Through her Twitter account @APfam, Angela Pfammatter, PhD, has made those connections, finding research leads and collaborators on the social media platform.

A licensed clinical health psychologist and research assistant professor at Northwestern University’s Feinberg School of Medicine, Pfammatter calls Twitter “hands down, the most helpful in terms of what I do in my work. It has sparked new ideas and gets me out of my academic silo a bit.”

Pfammatter joined Twitter in October 2008. With 500 followers, she says, “I would never say anything I wouldn’t say to a room full of strangers.”

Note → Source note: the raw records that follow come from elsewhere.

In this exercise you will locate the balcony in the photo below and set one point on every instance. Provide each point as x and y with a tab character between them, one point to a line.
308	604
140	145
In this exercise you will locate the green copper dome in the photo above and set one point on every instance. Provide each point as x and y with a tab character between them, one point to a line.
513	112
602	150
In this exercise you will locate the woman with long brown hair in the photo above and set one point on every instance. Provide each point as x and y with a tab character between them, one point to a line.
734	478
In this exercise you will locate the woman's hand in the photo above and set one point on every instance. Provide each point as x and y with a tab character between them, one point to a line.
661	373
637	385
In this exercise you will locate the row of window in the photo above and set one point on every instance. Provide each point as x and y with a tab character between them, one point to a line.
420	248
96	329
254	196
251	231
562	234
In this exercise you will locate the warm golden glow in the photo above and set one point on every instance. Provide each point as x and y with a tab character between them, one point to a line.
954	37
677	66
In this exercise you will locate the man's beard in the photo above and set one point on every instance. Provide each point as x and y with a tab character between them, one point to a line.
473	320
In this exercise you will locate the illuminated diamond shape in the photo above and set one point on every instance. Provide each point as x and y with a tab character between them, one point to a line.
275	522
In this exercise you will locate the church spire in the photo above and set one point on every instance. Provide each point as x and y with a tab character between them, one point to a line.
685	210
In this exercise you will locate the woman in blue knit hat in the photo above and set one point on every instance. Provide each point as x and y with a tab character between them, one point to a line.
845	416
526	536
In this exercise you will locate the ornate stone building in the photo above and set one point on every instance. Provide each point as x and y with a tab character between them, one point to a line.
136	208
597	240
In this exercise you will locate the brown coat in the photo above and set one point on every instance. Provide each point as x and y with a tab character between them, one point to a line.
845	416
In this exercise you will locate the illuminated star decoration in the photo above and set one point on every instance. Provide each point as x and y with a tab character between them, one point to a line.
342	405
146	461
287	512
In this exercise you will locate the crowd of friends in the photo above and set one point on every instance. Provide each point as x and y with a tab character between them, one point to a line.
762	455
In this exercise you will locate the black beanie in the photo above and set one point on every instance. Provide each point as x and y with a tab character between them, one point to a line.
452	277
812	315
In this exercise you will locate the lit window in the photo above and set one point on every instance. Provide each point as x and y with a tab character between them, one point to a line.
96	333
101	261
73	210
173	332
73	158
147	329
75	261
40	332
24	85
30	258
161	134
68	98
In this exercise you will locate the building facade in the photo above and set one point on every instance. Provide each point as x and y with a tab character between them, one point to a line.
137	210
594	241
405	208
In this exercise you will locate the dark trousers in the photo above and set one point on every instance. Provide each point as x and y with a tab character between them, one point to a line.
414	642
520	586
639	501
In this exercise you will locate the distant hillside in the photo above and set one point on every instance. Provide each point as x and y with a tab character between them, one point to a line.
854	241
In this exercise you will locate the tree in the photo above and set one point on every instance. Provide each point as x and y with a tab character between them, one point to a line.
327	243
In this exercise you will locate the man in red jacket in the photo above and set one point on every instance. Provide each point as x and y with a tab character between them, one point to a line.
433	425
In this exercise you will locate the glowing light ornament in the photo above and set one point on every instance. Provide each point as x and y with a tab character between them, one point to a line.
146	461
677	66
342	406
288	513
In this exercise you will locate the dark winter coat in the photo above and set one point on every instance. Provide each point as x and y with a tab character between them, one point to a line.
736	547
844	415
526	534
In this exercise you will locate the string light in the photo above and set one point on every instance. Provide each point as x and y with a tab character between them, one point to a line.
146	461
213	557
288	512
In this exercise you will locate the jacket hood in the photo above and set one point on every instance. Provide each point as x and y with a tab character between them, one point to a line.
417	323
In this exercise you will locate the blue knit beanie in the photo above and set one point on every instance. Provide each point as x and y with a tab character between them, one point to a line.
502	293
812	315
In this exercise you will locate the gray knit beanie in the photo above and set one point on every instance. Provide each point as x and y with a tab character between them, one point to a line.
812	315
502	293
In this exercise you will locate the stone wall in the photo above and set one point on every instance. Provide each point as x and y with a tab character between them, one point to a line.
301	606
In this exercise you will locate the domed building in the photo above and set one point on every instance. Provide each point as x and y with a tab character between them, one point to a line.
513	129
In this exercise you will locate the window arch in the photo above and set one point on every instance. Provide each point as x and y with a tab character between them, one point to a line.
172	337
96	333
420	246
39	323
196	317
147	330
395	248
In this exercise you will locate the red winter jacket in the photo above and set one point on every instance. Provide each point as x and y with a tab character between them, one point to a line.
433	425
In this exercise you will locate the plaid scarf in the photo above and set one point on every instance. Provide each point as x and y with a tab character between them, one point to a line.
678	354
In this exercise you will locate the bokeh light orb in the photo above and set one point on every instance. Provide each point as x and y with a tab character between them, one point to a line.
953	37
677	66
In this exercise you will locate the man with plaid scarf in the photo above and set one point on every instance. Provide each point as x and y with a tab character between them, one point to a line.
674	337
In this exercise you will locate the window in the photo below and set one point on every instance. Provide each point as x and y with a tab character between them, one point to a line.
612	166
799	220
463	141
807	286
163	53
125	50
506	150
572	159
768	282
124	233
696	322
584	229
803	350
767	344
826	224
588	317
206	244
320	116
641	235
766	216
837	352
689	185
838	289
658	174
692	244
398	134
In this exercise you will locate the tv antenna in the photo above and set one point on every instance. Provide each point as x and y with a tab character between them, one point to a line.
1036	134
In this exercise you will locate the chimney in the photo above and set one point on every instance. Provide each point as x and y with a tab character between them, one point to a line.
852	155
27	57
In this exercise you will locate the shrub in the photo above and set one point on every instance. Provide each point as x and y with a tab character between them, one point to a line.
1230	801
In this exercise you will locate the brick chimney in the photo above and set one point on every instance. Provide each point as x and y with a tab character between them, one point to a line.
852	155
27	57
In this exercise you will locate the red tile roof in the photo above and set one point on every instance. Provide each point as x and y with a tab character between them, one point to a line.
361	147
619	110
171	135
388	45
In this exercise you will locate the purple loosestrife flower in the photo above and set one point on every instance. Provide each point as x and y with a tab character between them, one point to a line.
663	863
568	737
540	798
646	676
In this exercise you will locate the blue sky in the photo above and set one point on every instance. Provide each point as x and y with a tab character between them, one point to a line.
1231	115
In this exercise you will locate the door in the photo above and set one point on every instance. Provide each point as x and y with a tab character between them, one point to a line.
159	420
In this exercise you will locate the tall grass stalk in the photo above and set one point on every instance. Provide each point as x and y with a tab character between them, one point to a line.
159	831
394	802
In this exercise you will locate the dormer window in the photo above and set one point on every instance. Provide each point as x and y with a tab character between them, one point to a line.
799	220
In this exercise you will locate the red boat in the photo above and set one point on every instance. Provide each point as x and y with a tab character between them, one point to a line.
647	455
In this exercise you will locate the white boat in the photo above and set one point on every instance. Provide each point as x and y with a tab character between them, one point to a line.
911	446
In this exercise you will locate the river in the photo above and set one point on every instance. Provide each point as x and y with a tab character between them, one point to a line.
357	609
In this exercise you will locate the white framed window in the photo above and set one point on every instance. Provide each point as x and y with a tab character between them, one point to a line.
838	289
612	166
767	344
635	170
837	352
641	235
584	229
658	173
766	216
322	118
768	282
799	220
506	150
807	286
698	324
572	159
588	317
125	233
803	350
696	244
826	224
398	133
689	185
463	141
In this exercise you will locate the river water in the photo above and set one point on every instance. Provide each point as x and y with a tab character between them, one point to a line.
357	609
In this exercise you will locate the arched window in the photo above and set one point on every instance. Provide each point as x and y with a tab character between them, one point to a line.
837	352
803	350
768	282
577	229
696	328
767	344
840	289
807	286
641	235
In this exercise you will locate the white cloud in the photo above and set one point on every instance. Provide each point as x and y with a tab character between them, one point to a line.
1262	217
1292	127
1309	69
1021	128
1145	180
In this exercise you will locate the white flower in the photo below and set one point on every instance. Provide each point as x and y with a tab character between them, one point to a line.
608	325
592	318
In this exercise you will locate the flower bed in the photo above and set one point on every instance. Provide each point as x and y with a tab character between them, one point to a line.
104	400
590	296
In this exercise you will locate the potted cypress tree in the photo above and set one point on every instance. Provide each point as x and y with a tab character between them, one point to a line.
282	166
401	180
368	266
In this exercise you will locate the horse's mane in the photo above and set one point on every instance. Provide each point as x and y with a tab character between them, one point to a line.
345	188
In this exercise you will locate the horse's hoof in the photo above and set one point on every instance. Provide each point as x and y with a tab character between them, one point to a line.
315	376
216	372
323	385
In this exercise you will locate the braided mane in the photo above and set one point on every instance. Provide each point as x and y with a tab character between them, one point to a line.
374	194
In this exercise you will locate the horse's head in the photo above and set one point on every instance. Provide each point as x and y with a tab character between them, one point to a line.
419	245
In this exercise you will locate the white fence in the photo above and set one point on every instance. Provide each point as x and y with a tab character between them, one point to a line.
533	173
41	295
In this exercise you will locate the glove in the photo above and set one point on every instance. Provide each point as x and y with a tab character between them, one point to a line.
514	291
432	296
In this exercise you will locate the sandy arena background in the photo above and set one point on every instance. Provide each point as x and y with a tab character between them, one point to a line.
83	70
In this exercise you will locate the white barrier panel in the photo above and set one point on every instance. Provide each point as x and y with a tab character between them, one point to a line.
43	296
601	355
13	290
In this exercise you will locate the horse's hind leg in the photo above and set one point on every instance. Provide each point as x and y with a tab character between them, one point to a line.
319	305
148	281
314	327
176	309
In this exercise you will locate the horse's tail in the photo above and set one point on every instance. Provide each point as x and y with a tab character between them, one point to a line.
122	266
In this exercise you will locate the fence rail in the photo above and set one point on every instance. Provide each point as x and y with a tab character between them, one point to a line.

Social media provides a way to enhance social networks that would otherwise be limited, she says. “It certainly has its shortcomings, but I think it can be leveraged for the benefit of society.”

Providing a Voice

To help other physicians leverage those benefits, Rubin gives talks such as “Social Media: Which One to Use and How?” at conferences.

“Don’t be afraid of it,” Rubin advises other physicians. “It takes less time than you expect.”

Online, his patients are listening, too. Erica Siebrasse, PhD, is one of Rubin’s nearly 4,000 followers. She has inflammatory bowel disease (IBD) and lives outside of Washington, D.C., visiting Chicago annually for an appointment with Rubin. In the meantime, she follows him on Twitter.

“[Twitter] is a really good platform for physicians like Dr. Rubin, who are very knowledgeable. It’s a way to access his expertise that’s comfortable for patients and other caregivers,” Siebrasse says.

She has watched Rubin fight insurance companies multiple times over the social platform and calls him a “master of Twitter at this point, a strong advocate for the IBD community.”

A week after his criticism of UnitedHealthcare, he tweeted: “If you are following my social media campaign about United Healthcare’s denials, they finally approved my pt’s treatment today. #fighton.”

Part of Rubin’s enthusiasm for social media comes from a feeling that he owes it to the public. He says, “I feel a responsibility to share—in an ethically appropriate way—thoughtful opinions about what’s happening in our world.”